Two weekends ago over Easter Weekend, I tried really hard to put all of this into practice and wanted to share my experiences on the blog.
On the Friday evening of Easter Weekend, I came home from work and took LJ outside, which is his favorite place to be in the world. We took his Paw Patrol truck and he rode it down to the end of our street. All of the snow had been melting that day and it had also kind of been raining so there was a big puddle on the sidewalk at the end of the street. I knew as soon as I saw it that he was going to go straight for it. I was tired and it was the end of the week so the first thought that crossed my mind was to distract him over to a different area in order to avoid the mess and the aftermath of having to wash his clothes and shoes and throw him in the tub. But I didn’t distract him. I thought about all the literature I’ve read that talks about how healthy it is for kids to explore nature and how much can be learned from just playing with rocks, sticks, and dirt instead of watching a screen and I just watched him as he went in and out of the mud with his Paw Patrol truck for about 20 minutes.
On Saturday afternoon we celebrated Easter with Larry’s family. We arrived to the hosts’ home early and had a couple of hours until the rest of the guests arrived. Larry was helping with the food preparation so I was with LJ. I once again took him outside, his favorite place to be. The house we were at is on kind of a small, gravel road by a pond. There are about 5 other houses on the same small road. We didn’t have any of his typical outdoor toys with us so I was a bit nervous thinking of how I would entertain him. My nerves were quickly quelled after we just started walking on the gravel road. LJ wanted to pick up and examine every.single.rock. He would pick them up, look at me with wide eyes, and say “Rock!” like it was so amazing that there was yet another rock on this gravel road. We very slowly made it to the part of the road that was closest to the pond. I felt surprisingly refreshed from not stressing about entertaining him to simply following his lead on walking and looking at the rocks around him. When we got to the pond, I had a flashback to my childhood when we would go camping or hiking and spend time skipping rocks with my mother. I wanted to share that slow pastime with LJ so I picked up a rock and threw it in the pond (I didn’t skip it because I knew an almost two year old would find a big splash much more amusing). After it splashed in the pond, he looked up at me like it was the most amazing, funny thing he’d seen, and of course, he wanted to do it too. So we spent the next half hour to 45 minutes finding rocks and throwing them in the pond. It was slow, some might say it was boring, but it was relaxing and fun for both him and me.
On Sunday afternoon, LJ woke up from his nap a bit cranky. Again, I had this anxiety of how I was going to keep him entertained until dinner time, bath time, and bedtime. But I remembered my experience from the previous day and took him outside. He played outside for over two hours straight and did not fuss once. And the best part was, most of it was spent without any guided play or entertainment on my part. In the past I would feel like I had to constantly be either showing him cool stuff or talking to him, but I didn’t feel like that anymore. I really just followed his lead and realized that kids don’t need someone constantly entertaining them.
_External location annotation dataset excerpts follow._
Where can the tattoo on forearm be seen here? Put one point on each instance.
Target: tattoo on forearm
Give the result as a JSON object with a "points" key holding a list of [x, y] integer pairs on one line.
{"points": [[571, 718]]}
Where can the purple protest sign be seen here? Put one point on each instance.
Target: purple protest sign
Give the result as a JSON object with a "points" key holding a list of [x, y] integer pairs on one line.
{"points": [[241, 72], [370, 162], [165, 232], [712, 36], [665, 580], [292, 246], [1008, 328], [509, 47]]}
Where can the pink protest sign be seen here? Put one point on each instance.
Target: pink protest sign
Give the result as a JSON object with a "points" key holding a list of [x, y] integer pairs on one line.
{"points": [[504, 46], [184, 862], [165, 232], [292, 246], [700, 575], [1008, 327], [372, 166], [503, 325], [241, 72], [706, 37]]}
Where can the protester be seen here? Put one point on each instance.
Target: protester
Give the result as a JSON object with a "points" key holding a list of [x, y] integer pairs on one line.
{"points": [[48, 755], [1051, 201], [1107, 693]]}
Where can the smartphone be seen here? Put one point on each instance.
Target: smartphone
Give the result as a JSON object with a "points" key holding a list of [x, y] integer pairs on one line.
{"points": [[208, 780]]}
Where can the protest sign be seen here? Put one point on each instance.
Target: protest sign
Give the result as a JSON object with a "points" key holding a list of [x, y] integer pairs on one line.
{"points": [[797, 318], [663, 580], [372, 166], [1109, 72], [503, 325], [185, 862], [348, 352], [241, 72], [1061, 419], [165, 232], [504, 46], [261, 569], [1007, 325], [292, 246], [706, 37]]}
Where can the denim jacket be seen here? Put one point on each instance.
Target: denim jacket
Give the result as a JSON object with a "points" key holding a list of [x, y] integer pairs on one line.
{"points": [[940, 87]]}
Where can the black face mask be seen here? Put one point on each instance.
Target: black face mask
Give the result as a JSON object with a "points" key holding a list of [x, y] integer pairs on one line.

Unlike most adults, they haven’t lost the ability to be amused by exploring and learning and they haven’t had their attention hijacked from the constant “rewards” most of us get from television, video games, the internet, etc.
I’m certainly not perfect. My life is overscheduled and I often lose sight of everything I mentioned above. But I’m cognizant and I’m trying. And most importantly, I am ever so aware of how much our children can teach us if we just listen to them and follow their lead.